04-06-2021 08:07:39.619 +0100 WARN CMSlave - event=scheduleDeleteBucket, bid=bel1_qa_apps~19090~25359C10-2544-436D-893A-657C950D7863 bucket already in flight
04-06-2021 08:07:39.619 +0100 ERROR CMSlave - event=scheduleDeleteBucket, bid=bel1_qa_apps~19090~25359C10-2544-436D-893A-657C950D7863 bucket already in flight
04-06-2021 08:07:39.619 +0100 INFO CMSlave - bid=bel1_qa_apps~19090~25359C10-2544-436D-893A-657C950D7863 Transitioning status from=PendingDiscard to=Complete for reason="failed to schedule delete bucket"
04-06-2021 08:07:39.619 +0100 ERROR ClusterSlaveBucketHandler - truncate bid=bel1_qa_apps~19090~25359C10-2544-436D-893A-657C950D7863 bytes=0x0 earliest=0 latest=0 err='bucket already in flight'
04-06-2021 08:07:39.620 +0100 INFO CMSlave - Received resync bucket request for bid=bel1_qa_apps~19028~25359C10-2544-436D-893A-657C950D7863 bucketExists=1
04-06-2021 08:07:39.620 +0100 INFO CMSlave - Received resync bucket request for bid=bel1_qa_apps~19090~25359C10-2544-436D-893A-657C950D7863 bucketExists=1
Because of this, the Generation ID is also increasing quite rapidly. The status for all the buckets in question is stuck on 'PendingDiscard'.
The same messages are appearing on the second node but with different bucket IDs. The same ID's keep repeating every few seconds on both peers.
Should I restart each peer one at a time in hope that the bucket status is released and the fix up jobs can run as normal?
Do I need to restart the cluster master?
Any advice is appreciated.
Thank you
You must be sure that those buckets are not the only one inside the cluster. Make sure there is another bucket with the same name "rb" or "db" before deleting. Yes Cluster Master will make them replicated after restart the particular peer.
Since db names one has wider time-range it seems safe to delete rb bucket. It will be created on peer restart.
That worked perfectly, thank you...
Thank you greatly, I will be performing the peer restarts in around 7 hours time.
I'll let you know if it works and upvote accordingly.
You must be sure that those buckets are not the only one inside the cluster. Make sure there is another bucket with the same name "rb" or "db" before deleting. Yes Cluster Master will make them replicated after restart the particular peer.
The bucket ID is the same, but the range at the beginning is not.
Example
Bucket ID: _audit~110~25359C10-2544-436D-893A-657C950D7863
Peer 1 Folder Name: rb_1614134403_1612300619_110_25359C10-2544-436D-893A-657C950D7863
Peer 2 Folder Name: db_1614134587_1612300619_110_25359C10-2544-436D-893A-657C950D7863
All neighbouring folder names match perfectly, it's only the buckets in question that don't match. If I remove the RB folder, will it get re-created with the correct DB equivalent?
It seems, the only buckets affected are the replicated ones (rb instead of db).
If I manually removed these before restarting the Cluster Master (and peers) will they just be re-created?
Hi @richardgosnay,
You should rename those buckets by removing inflight- in front of the bucket name.
If I manually locate the buckets in question, they don't have inflight- in the filename, they appear as normal buckets.
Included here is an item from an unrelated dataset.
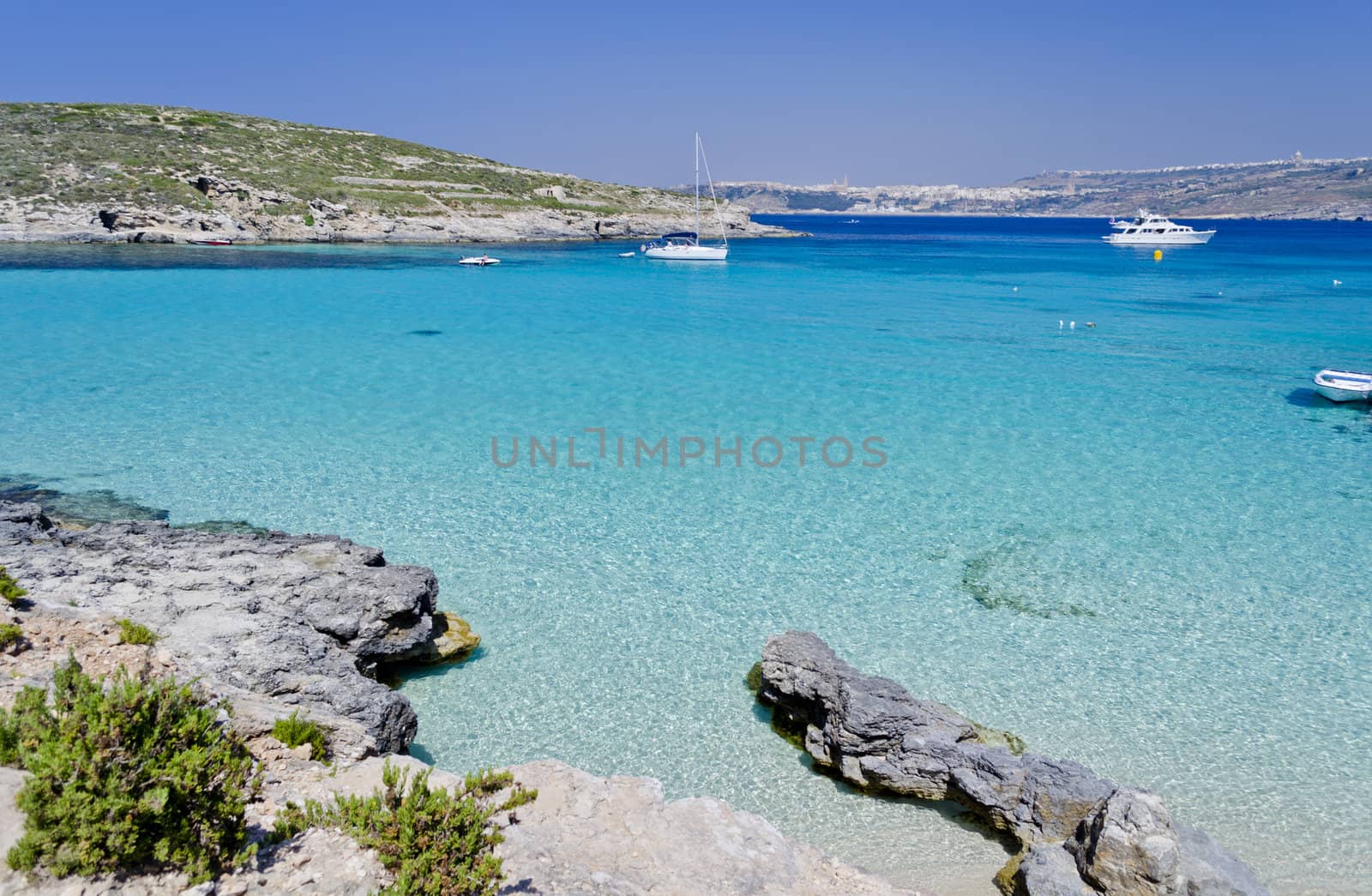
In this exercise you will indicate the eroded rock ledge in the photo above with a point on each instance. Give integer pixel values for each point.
(301, 619)
(274, 622)
(1080, 834)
But every time I try to run a fix up task like Roll, Resync or Delete, the log files states it is in flight (see previous log snippet).
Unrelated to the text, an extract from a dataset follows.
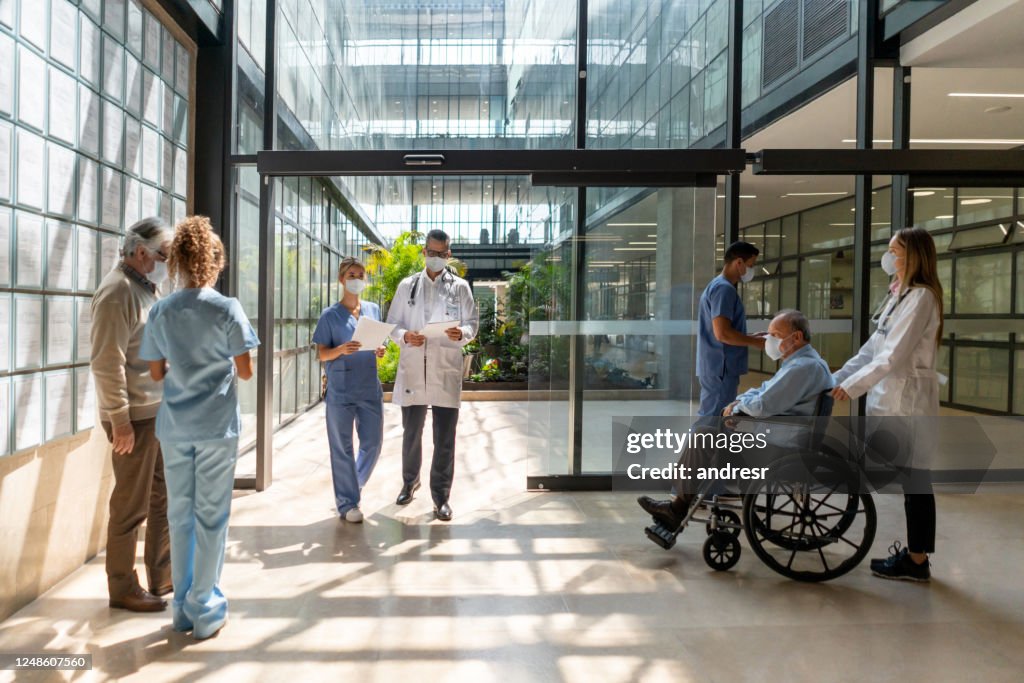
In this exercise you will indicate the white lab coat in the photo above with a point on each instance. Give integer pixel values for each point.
(896, 367)
(431, 375)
Should I try running the fix up tasks in maintenance mode?
Can you receive some error from the splunk platform?
if yes, can you show me the error?
last question are you sure the buckets ID are not duplicated?
The only errors in Splunk are the same as the ones in the splunkd.log file, you can see the snippet in the original post.